Ranking refers to the algorithm or formula that a search engine uses to determine the order in which it will display web pages. Most Internet users will select a site from the first page of search results, and very few will go beyond the third page. In fact, most users will select from the first two or three results that do not say “ad” beside them. When a website turns up in the first listings after the paid ad sites, this is called an “organic” result. That is to say, it occurs more or less naturally – not because someone paid to have their product or business display first. Effective use of keywords can push your website toward the top of the list.
“If you build it, they will come,” is no longer true for Internet websites. There are so many websites, small businesses, personal interest groups and more that have websites, that attracting Internet traffic to your website is vital in terms of just getting people to click on your web address and visit. Once they arrive, you also want to evaluate their behavior – you want to know how long they stay, what pages they visit, and how they respond to various features on your website. You want to keep track of how many visitors stop at the first page, and then “bounce” off to another one. If you have a high bounce rate, it might be time to redesign your home page.

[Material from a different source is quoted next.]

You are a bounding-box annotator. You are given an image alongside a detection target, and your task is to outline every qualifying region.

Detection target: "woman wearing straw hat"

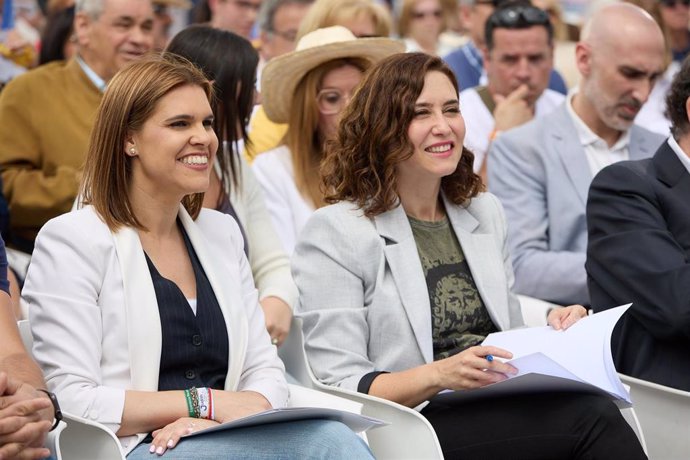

Conversion refers to the number of people who respond in the desired way. That might be making a comment, signing up for your newsletter, clicking on an ad or making a purchase. It could mean reading a short story or blog article offered on your website. One well-known author attracts beta readers for her work by offering chapters of selected works for free. Since each chapter is a cliff-hanger, readers return for the next installment. They make comments, point out typographical errors and serve as a cheering squad. You might think that this advance reading would cut down on sales. On the contrary, it can actually boost book sales. By the time the book comes out, the reader has invested his or her time in the book, and is eager to own a copy. Comments and books sold are the conversion – that is, events that happen because of activity on the website.
Results from Tracking the Three Key Metrics for SEO Success
Tracking these three metrics helps you to see your ROI – return on investment. Even though it is possible to have a website and to manage your own SEO without spending a dime in cash, you are likely to have a hefty chunk of time invested in development and in tracking before you begin to see returns. Your time has value, whether you are a small or medium business person, an author, artist or freelancer. Once you have spent time, it is not possible to get it back, but it is possible to measure the degree of success from your efforts. You can evaluate your keywords, the attractiveness of your homepage, and see which of your website pages are visited most often.
Tools for Evaluation
One of the evaluation methods used most often is Google Analytics. As an offshoot of Google’s own analytic methods, you can gain a wealth of information about your website and the frequency and behavior of visits to it. However, if you do not trust Google or if you want a second or third opinion (always a good idea) there are many other free programs that you can use to examine the three primary metrics of website performance. Three suggested web tools include Website Grader, Nibbler, or Seoptimer.
Mechanical evaluators can provide assistance in measuring your website’s vital statistics. They are, however, only an indicator. You can also use visit counters and short surveys to help test your website’s success.